Много смутных и отрывочных воспоминаний осталось у Юстины от того времени, когда ее мать часто и горько плакала, а прислуга со смехом все о чем-то перешептывалась. Тогда она, еще не понимая всего, только удивлялась, но скоро должна была понять. Необычайно ясно, рельефно она еще и теперь могла представить себе худощавую женщину с гибким станом, с волосами цвета воронова крыла, с искрящимися глазами, по временам болтливую и легкомысленную, а чаще угрюмую… То была ее гувернантка, француженка… Учила она недолго, вскоре оставила свое место, а в одно с нею время уехал, как потом оказалось надолго, и сам Ожельский. Взял он с собой скрипку… Впрочем, не одну скрипку, потому что перед выездом снова занял у кого-то значительную сумму денег.
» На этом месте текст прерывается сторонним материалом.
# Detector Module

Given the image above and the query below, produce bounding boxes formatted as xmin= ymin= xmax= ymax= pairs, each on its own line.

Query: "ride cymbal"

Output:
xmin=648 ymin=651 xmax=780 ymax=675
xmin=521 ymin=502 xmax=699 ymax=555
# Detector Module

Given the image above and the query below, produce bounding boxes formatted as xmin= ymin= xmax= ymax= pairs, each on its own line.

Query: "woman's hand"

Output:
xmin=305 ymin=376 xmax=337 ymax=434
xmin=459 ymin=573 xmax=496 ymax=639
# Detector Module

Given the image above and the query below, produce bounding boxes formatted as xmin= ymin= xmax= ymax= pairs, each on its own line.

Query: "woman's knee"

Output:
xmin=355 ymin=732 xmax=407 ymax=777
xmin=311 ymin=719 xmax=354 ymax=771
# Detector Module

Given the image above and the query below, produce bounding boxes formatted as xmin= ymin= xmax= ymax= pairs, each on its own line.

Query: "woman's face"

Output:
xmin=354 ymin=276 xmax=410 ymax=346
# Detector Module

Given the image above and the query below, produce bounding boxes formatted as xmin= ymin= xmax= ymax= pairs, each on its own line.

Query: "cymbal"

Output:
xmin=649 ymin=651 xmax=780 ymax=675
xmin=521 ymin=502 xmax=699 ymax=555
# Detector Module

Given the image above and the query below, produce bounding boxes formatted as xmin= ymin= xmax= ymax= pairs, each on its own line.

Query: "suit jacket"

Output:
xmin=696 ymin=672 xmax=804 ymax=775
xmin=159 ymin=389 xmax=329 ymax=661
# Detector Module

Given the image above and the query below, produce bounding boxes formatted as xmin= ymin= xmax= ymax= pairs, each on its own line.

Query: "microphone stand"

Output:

Длилось ли отсутствие отца несколько месяцев или целый год, Юстина не помнила, но о причинах этого отсутствия знала ясно. Никто уже не скрывал перед ребенком картины домашнего и имущественного расстройства. Зато Юстине хорошо был памятен день, когда посреди толпы кричащих, угрожающих или жалобно плачущих кредиторов она с матерью садилась в карету.
Они поехали в Корчин. В памяти Юстины навеки запечатлелся разговор ее матери с паном Бенедиктом. Бедная женщина, уже давно потерявшая все свои силы, а теперь с зачатками смертельной болезни, умоляла родственника не оставлять дочери на произвол судьбы. Худая и слабая, она дрожала всем телом, ломая свои иссохшие, словно восковые руки, а по ее изможденному лицу текли потоки вымученных нестерпимым горем слез.
Пан Бенедикт говорил мало, покусывал конец длинного уса, понуро глядел в землю, но под конец разговора поцеловал наклоненную к нему голову родственницы и пожал ее худенькую, жалкую руку.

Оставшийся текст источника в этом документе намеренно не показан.